The Idea
This idea assumes that a major event such as the September 11 attacks cannot be understood from a single angle. Its impact is not limited to immediate politics; it extends to society, history, and the images of self and other. The text therefore insists on a multi-level reading that combines the social, historical, and anthropological dimensions, rather than settling for a quick media or moral reaction.
Concise Formulation
The September attacks and their effects: they require a multi-level social and historical analysis
Its Place in the Book’s Argument
This claim performs a methodological function within the book’s overall argument, because it rejects a one-sided explanation of major events.

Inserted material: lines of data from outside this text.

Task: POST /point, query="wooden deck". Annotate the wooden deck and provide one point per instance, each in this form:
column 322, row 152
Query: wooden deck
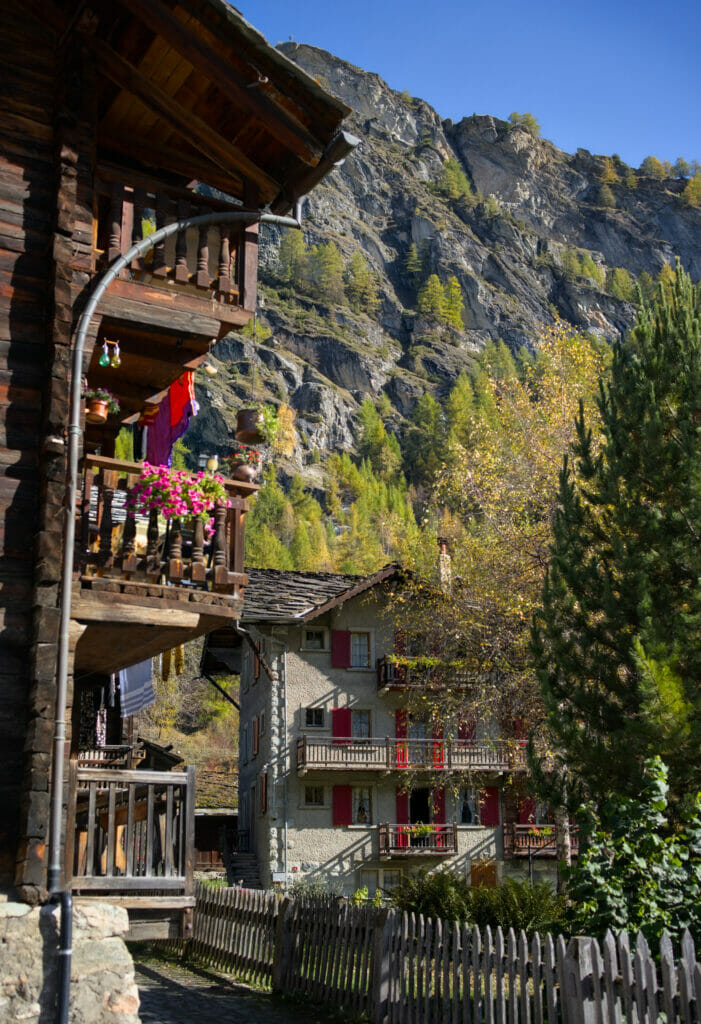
column 389, row 754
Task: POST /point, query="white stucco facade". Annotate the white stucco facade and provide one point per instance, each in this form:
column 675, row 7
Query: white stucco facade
column 289, row 808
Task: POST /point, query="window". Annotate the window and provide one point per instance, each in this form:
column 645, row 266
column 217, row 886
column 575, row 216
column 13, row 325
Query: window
column 469, row 808
column 313, row 718
column 314, row 640
column 362, row 808
column 313, row 796
column 360, row 650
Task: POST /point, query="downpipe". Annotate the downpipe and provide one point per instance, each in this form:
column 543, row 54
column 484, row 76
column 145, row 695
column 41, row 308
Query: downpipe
column 75, row 434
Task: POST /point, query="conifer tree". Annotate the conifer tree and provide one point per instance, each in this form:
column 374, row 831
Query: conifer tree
column 453, row 304
column 617, row 642
column 431, row 300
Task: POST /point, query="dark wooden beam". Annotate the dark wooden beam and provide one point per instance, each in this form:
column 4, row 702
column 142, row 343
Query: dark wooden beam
column 208, row 61
column 184, row 122
column 179, row 163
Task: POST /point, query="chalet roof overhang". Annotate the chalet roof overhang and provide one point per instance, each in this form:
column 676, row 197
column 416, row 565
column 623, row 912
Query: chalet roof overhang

The point is that contemporary reality is highly complex, and that any judgment on it remains incomplete unless the event is placed within a wider network of relations and meanings. In this way, complex analysis becomes a condition for understanding transformations, not an appendix to them.
Why It Matters
The importance of this claim lies in teaching the reader not to reduce historical shocks to a single cause or a single result. This is consistent with Arkoun’s project, which favors calm, multi-layered understanding over rapid explanation. It also reveals that the real struggle is with the ways of reading themselves, not with facts alone.
Brief Evidence
The text calls for analyzing September 11 and its effects through multiple social and historical levels. An event of this magnitude cannot be understood from one angle or through an immediate reaction alone. The text therefore links the social, historical, and anthropological dimensions in reading.
Reading Questions
- What does understanding gain when we look at the event on more than one level?
- How does this kind of reading change the picture of responsibility and consequences after September 11?
Level of Documentation
High: the claim appears in a clear location within the book’s material.